Star Trek is another example of starships (with replicators, not 
nanofactories) and far-flung colonies. Of course a TV series can
get away with more economic ambiguity and just plain silliness than 
a game. 

> The ship:
> TL13 Important items:  Enough armor and weaponry to make pirates give second 
> and third thoughts to attacking. 

Q: Why do we get so many pirate attacks at the Somali coast, but not 
   in the North Sea? 
A: The EU has problems, but it ain't that dysfunctional yet :-)

Is your federation/alliance/empire corrupt enough to allow piracy?
Such 'interesting times' make for good adventures, but can a TL13
society live that way or will the economy suffer and decay?

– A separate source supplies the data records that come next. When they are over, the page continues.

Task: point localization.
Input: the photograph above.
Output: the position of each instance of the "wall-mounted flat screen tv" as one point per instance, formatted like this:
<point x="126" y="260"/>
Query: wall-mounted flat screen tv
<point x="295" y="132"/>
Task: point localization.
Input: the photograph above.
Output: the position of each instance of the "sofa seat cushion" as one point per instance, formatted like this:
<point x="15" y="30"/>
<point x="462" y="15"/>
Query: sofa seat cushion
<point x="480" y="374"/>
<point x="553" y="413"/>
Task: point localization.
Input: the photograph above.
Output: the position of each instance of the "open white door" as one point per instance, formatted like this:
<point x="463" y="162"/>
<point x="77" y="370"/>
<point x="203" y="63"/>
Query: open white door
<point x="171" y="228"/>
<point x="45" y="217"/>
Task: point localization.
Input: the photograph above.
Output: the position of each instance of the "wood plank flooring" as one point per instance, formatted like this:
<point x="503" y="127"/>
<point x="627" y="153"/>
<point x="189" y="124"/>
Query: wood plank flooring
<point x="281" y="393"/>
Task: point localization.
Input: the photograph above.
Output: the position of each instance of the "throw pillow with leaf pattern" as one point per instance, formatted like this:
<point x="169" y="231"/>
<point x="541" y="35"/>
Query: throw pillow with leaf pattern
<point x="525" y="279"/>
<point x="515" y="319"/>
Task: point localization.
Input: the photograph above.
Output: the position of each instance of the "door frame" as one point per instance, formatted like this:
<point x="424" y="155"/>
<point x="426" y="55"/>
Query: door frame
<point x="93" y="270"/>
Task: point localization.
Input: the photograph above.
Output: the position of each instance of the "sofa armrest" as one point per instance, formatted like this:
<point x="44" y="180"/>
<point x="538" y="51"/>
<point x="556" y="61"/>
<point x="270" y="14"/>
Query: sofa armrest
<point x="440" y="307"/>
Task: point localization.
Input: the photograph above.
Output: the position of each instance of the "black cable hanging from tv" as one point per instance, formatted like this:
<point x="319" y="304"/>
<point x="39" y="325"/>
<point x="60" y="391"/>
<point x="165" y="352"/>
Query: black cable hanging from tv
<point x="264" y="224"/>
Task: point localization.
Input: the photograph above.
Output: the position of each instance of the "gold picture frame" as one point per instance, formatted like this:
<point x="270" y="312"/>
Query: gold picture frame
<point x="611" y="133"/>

> Cargo capacity about that of a 
> supertanker, with additional space devoted to a nanofactory tank big enough 
> to build a TL8 naval destroyer inside the tank, plus several smaller ones of 
> differing capacity.  A genius, high-capacity megaframe computer with lots of 
> storage space for templates.  Most of the cargo space is devoted to carrying 
> rare elements (such as rhenium down to titanium).  They also have several 
> chrysalis machines.

* Being mobile will increase the pricetag of your factory complex
  and the operating costs. 

* Moving to the customer and the most common raw materials makes 
  the factory responsive to customer needs and cuts those parts 
  of the transport bill. 

* How those two balance depends on travel and communication speed:

  Is moving to the customer the only way to learn their needs in
  time to fill them? Or are they just an interstellar phone call 
  away?

  Will the expensive factory spend months idle in transit or can 
  it travel fast enough to be kept busy working on the basic load 
  of on-board raw materials?

> The business:
> Going to various lower tech worlds to build items that they cannot, or at 
> least not easily.  The "host world" supplies common materials like iron, 
> carbon, etc.  Also, performing biotech transformations.  Then move on to the 
> next world after a period of time.

How will they pay?

> QUESTION:  Is this a viable business?  Is it more viable if it is restricted 
> or illegal to give those lower tech worlds the tech?  Does it need more 
> cargo space for rare elements?  What would it take to make it viable?

Depends on the quality of law enforcement. In a functional state,
breaking the law in a large, armed starship means the local cops 
will call in the Navy if they have to.